Rommage est un ami politique du sénateur Dany
Toussaint, dont plusieurs proches venaient d'être
entendus dans cette affaire.
Nous vous rappelons que, dans un rapport
publié le 2 avril dernier, notre organisation
s'était inquiétée de ce que l'enquête
a failli être étouffée à
plusieurs reprises. En juin 2000, Jean Wilner Lalanne,
soupçonné d'avoir servi d'intermédiaire
entre les commanditaires et les exécutants, est
mort dans des circonstances douteuses après son
arrestation. En janvier 2001, le juge s'est également
heurté à l'opposition du Sénat
lorsqu'il a demandé à entendre le sénateur
Dany Toussaint comme témoin.
Notre organisation juge inouï que le ministre de
la Justice déclare publiquement que tous les
moyens nécessaires ont été mis
à la disposition du juge alors qu'il n'en est
rien. C'est pourquoi nous vous demandons que la sécurité
du juge Gassant soit immédiatement renforcée.

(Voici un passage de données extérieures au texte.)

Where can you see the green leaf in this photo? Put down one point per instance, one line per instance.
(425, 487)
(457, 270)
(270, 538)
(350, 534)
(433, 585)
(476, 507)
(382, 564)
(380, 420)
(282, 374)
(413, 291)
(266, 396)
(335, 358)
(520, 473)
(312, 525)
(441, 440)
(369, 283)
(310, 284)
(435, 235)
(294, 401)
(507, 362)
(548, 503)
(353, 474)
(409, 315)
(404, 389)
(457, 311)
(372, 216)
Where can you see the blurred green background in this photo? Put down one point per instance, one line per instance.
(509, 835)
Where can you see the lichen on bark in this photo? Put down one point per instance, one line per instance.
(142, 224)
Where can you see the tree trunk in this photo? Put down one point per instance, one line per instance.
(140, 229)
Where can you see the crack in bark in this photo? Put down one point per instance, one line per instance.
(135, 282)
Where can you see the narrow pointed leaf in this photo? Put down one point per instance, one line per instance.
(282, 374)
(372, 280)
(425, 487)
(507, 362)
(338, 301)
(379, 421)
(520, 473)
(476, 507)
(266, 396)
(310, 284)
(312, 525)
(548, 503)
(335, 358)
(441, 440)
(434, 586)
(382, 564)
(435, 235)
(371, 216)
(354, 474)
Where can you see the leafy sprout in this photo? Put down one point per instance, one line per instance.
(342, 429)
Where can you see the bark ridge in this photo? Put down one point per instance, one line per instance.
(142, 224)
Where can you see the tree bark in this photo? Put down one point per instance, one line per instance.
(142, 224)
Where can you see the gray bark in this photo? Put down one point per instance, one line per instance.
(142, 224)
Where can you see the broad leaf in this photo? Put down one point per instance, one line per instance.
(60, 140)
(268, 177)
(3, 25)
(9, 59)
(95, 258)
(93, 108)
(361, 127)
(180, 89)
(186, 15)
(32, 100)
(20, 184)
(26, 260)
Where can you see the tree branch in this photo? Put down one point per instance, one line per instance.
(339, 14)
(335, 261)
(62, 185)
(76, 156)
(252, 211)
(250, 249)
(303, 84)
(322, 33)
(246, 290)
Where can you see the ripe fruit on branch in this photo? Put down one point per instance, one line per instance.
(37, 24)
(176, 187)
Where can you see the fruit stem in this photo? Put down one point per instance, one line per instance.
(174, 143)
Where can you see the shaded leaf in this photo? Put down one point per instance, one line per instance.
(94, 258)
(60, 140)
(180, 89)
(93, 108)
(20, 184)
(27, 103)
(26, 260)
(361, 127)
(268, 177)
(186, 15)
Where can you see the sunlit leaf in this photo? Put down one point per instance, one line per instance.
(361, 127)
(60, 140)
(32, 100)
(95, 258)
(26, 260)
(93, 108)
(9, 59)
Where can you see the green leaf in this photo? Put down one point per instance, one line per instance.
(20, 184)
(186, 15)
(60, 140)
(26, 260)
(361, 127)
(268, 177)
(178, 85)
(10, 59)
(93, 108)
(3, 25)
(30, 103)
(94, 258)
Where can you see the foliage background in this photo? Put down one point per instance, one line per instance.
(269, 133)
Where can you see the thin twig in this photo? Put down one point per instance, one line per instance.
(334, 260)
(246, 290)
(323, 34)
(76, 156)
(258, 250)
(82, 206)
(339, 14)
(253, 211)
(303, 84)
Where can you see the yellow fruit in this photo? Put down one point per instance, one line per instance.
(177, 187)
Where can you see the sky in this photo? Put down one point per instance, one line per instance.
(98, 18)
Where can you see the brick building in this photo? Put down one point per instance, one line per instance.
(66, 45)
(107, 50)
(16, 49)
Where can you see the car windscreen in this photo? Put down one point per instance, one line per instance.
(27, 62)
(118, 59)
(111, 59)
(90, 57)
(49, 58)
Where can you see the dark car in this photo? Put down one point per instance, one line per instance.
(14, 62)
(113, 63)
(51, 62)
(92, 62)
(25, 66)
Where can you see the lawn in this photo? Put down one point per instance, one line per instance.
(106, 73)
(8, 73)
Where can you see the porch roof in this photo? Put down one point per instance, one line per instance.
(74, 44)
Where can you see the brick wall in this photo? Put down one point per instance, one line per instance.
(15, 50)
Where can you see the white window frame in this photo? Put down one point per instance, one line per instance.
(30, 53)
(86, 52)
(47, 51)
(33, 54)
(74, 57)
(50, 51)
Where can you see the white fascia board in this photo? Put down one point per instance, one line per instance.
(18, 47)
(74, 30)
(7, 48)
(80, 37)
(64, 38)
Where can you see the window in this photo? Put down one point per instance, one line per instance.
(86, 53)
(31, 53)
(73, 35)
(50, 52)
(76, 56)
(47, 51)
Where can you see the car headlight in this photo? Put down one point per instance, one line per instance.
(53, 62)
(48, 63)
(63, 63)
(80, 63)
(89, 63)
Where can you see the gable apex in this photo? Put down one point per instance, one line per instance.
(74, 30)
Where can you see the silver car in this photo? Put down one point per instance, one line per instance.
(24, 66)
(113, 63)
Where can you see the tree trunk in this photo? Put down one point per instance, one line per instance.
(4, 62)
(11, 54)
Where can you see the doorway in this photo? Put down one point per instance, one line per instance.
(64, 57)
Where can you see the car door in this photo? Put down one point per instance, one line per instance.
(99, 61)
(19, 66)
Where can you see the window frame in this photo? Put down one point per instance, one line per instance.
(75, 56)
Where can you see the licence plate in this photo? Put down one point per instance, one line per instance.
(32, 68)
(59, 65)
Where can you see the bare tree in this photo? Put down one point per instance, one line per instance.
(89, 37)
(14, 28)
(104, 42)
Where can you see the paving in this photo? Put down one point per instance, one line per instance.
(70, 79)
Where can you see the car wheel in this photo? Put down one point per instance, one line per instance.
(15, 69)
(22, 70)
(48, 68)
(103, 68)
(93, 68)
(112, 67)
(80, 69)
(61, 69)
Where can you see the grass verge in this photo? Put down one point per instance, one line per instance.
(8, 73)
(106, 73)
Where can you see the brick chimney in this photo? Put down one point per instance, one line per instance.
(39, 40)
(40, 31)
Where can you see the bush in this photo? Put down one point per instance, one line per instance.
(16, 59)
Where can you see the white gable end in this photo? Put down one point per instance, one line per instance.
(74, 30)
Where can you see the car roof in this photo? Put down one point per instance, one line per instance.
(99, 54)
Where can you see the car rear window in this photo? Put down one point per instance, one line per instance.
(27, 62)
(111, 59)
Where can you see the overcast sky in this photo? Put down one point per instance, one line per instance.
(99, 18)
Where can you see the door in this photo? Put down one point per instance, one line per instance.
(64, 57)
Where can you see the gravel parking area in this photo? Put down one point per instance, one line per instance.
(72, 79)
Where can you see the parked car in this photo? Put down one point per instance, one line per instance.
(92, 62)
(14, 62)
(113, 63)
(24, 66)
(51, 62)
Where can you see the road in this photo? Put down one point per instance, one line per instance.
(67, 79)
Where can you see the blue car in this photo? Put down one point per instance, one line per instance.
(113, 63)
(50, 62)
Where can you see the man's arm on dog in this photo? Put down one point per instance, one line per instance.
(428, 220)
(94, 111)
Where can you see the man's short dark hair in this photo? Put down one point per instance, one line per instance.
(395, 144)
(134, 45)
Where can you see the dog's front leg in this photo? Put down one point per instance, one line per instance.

Nous vous demandons également d'user de toute
son influence afin que les agissements du commissaire
Saintune soient sanctionnés.
Dans l'attente d'une réponse de votre part, je
vous prie d'agréer, Monsieur le Président,
l'expression de ma haute considération.
Robert Ménard,
Secrétaire général
Copie envoyée à :
M. Marc Trouillot, ambassadeur d'Haïti en France.